For a 70-kilogram (154-pound) runner, that works out to roughly 560 to 840 grams of carbohydrates per day. That’s a lot of pasta, rice, bread, and potatoes. To put it in perspective, 800 grams of carbs is about 3,200 calories from carbohydrates alone.

Interestingly, research has shown that trained athletes can reach maximal glycogen levels in as little as 24 hours if they combine a very high carbohydrate intake with physical inactivity. In one study, muscle glycogen nearly doubled (from 95 to 180 units per kilogram of muscle) after just one day of high-carb eating and rest, and it didn’t increase further over the next two days. So if you can’t commit to a full three-day protocol, a single day of heavy carb intake with rest can still get you to the same endpoint.

Why the Scale Goes Up

One thing that catches people off guard is the weight gain. Every gram of glycogen your body stores pulls along about 3.2 grams of water. If you manage to pack an extra 300 to 400 grams of glycogen into your muscles through loading, that comes with roughly a kilogram (about 2 pounds) of water weight on top of the glycogen itself. It’s common to feel a pound or two heavier on race morning, and that’s actually a sign the loading worked. The extra water also helps with hydration during the event, so it’s not dead weight in the way you might assume.

Choosing the Right Foods

The type of carbohydrate matters, especially when you’re eating so much of it. High-fiber foods like beans, lentils, and bran cereals are healthy in normal circumstances, but cramming large quantities of fiber during a loading phase can cause bloating, gas, cramping, and general stomach distress. Fiber ferments in the gut, and the more you eat, the more gas your intestinal bacteria produce.

Most athletes shift toward low-fiber, easily digestible carbohydrate sources during the loading window: white rice, white bread, plain pasta, pancakes, pretzels, fruit juice, and sports drinks. These foods are energy-dense and gentle on the stomach. The goal isn’t long-term nutrition quality. It’s a short-term fueling strategy, and digestive comfort on race day matters more than fiber intake for those 24 to 72 hours.
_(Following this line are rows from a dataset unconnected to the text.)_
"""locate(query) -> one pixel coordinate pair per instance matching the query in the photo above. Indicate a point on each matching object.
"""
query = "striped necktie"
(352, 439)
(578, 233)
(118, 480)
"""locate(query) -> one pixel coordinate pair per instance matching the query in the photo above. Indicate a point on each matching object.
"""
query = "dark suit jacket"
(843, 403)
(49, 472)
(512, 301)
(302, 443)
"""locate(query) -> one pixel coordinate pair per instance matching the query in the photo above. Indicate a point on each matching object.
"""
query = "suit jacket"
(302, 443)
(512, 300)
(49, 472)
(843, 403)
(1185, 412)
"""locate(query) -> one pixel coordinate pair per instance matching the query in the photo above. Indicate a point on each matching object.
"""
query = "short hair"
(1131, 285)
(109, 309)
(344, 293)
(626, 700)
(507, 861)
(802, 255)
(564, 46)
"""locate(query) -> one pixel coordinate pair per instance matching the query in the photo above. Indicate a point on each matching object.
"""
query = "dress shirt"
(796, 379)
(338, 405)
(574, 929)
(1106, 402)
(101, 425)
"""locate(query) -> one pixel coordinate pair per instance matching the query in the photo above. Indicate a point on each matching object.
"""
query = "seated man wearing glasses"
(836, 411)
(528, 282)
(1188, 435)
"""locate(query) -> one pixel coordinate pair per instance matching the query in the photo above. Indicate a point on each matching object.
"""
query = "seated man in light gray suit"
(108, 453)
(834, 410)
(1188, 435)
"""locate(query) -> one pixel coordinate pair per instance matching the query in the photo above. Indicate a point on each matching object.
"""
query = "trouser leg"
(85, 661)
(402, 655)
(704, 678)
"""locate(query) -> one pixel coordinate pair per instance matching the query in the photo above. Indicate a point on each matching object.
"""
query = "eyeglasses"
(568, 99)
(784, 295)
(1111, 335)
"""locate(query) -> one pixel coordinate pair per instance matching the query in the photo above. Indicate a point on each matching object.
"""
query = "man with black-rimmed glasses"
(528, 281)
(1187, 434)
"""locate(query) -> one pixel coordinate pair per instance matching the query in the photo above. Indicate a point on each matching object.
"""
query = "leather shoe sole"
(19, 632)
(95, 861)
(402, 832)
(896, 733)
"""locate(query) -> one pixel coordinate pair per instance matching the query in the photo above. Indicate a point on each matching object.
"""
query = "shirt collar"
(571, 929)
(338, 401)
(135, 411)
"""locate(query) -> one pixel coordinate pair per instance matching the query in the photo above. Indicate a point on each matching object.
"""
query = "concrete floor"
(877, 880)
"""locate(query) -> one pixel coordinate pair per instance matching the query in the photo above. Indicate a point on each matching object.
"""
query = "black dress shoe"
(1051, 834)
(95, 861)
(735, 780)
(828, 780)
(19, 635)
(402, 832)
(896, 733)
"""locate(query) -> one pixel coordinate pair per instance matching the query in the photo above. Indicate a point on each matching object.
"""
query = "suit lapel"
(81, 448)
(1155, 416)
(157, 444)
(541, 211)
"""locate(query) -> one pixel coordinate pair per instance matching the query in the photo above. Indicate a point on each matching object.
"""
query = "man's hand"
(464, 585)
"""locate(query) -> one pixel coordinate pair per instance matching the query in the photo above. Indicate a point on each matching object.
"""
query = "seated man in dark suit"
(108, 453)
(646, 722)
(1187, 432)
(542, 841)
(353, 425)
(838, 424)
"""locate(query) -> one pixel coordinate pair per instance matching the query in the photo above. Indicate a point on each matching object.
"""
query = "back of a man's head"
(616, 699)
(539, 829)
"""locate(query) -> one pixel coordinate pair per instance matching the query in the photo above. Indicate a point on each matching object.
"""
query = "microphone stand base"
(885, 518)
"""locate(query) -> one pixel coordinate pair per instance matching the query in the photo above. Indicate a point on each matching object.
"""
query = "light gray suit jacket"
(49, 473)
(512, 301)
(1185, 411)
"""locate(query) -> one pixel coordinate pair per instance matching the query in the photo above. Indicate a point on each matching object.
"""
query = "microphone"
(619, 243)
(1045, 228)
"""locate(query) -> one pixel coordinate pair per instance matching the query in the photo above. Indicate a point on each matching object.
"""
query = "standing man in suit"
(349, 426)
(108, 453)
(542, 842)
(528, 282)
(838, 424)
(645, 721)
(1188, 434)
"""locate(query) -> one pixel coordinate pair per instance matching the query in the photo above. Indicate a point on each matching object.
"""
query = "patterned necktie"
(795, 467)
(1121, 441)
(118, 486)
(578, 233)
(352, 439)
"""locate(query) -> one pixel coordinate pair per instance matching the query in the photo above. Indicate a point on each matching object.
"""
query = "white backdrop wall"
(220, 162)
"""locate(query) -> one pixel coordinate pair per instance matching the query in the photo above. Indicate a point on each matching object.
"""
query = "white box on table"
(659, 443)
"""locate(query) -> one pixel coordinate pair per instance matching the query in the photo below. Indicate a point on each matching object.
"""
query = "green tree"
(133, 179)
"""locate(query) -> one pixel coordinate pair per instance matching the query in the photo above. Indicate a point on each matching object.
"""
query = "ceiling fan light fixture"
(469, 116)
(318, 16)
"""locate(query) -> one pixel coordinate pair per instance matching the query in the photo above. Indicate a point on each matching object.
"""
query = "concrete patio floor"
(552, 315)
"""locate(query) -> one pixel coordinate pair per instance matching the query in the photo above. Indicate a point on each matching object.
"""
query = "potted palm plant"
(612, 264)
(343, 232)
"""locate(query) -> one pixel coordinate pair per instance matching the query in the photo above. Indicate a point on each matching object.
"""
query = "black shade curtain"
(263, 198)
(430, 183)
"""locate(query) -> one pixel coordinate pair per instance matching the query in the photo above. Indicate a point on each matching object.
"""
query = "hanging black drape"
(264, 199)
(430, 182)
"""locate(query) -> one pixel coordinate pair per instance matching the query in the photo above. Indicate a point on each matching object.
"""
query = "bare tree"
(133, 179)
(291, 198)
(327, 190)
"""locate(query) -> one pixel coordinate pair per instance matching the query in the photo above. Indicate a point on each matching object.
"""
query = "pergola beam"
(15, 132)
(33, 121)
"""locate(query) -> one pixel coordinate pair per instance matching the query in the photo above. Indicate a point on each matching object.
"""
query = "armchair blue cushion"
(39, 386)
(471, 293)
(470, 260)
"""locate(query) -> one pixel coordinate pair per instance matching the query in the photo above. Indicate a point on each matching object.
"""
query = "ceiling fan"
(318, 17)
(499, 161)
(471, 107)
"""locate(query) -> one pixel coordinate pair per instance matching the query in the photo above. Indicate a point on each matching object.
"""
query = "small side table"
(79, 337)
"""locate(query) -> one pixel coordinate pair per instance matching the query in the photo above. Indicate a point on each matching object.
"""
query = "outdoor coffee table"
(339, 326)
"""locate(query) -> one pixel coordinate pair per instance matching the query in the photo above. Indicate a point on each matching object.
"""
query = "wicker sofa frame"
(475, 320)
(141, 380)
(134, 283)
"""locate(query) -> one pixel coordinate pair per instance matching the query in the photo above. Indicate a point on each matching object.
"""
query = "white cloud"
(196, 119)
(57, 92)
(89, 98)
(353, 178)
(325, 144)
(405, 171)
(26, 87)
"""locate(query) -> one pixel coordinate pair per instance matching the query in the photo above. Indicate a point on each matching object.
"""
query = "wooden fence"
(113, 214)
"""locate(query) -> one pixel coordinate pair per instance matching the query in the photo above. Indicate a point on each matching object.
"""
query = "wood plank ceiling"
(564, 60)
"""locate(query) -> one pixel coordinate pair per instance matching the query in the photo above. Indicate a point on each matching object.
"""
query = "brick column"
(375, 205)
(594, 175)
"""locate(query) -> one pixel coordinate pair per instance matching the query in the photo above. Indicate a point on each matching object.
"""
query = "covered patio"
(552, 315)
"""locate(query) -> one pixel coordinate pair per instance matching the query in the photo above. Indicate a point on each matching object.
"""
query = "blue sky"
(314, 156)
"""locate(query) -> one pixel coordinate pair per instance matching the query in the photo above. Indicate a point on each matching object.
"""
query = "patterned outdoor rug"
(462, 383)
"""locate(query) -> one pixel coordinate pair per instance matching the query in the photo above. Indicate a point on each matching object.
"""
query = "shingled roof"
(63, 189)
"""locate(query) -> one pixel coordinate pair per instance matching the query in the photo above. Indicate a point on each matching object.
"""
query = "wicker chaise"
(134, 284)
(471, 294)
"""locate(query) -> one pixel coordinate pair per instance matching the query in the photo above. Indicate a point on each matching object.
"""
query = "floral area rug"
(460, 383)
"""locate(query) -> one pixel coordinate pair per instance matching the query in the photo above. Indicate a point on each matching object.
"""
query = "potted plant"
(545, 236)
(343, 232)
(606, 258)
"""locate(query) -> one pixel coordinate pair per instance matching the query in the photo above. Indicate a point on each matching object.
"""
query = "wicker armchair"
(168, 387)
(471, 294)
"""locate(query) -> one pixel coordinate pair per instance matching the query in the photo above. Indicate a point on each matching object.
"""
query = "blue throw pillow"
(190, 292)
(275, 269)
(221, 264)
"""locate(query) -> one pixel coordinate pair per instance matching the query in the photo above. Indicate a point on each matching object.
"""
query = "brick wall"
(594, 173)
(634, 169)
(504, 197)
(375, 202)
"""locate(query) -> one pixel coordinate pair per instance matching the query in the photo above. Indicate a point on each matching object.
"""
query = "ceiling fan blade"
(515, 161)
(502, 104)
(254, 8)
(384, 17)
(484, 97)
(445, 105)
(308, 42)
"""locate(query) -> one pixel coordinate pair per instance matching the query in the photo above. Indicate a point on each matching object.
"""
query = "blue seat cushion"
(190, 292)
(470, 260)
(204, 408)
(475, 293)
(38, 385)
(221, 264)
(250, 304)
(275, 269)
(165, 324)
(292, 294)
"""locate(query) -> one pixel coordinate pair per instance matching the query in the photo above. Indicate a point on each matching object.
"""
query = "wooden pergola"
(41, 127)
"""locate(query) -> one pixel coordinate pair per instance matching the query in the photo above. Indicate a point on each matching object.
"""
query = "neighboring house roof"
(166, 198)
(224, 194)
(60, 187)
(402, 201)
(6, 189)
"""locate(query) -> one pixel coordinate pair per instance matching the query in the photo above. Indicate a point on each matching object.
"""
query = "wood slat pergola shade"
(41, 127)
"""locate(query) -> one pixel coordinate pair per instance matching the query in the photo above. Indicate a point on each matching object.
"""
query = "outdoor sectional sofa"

Spreading your intake across the full day rather than trying to eat enormous meals also helps. Five or six moderate carb-heavy meals and snacks are easier to digest than three massive plates of spaghetti.

Who Should and Shouldn’t Bother

Carb loading is worth the effort if you’re doing continuous exercise lasting longer than 90 minutes at a moderate to high intensity. That includes marathons, long-distance triathlons, road cycling races, and multi-hour hiking or skiing events. It also applies to sports with repeated high-intensity bouts spread over several hours, like tournament-style soccer or rugby.

If your activity is under 90 minutes, your normal diet provides enough glycogen. Strength training, HIIT classes, recreational jogging, and most team sports played in a single match don’t deplete glycogen to the point where preloading makes a difference. For these activities, simply eating a balanced meal a few hours beforehand is enough.

Weekend warriors sometimes carb load before a casual 10K or a moderately paced half marathon, but the physiological benefit at those durations and intensities is minimal. The pre-race pasta dinner has become a social tradition in running culture, and there’s nothing wrong with enjoying it, but for shorter events the performance effect is negligible.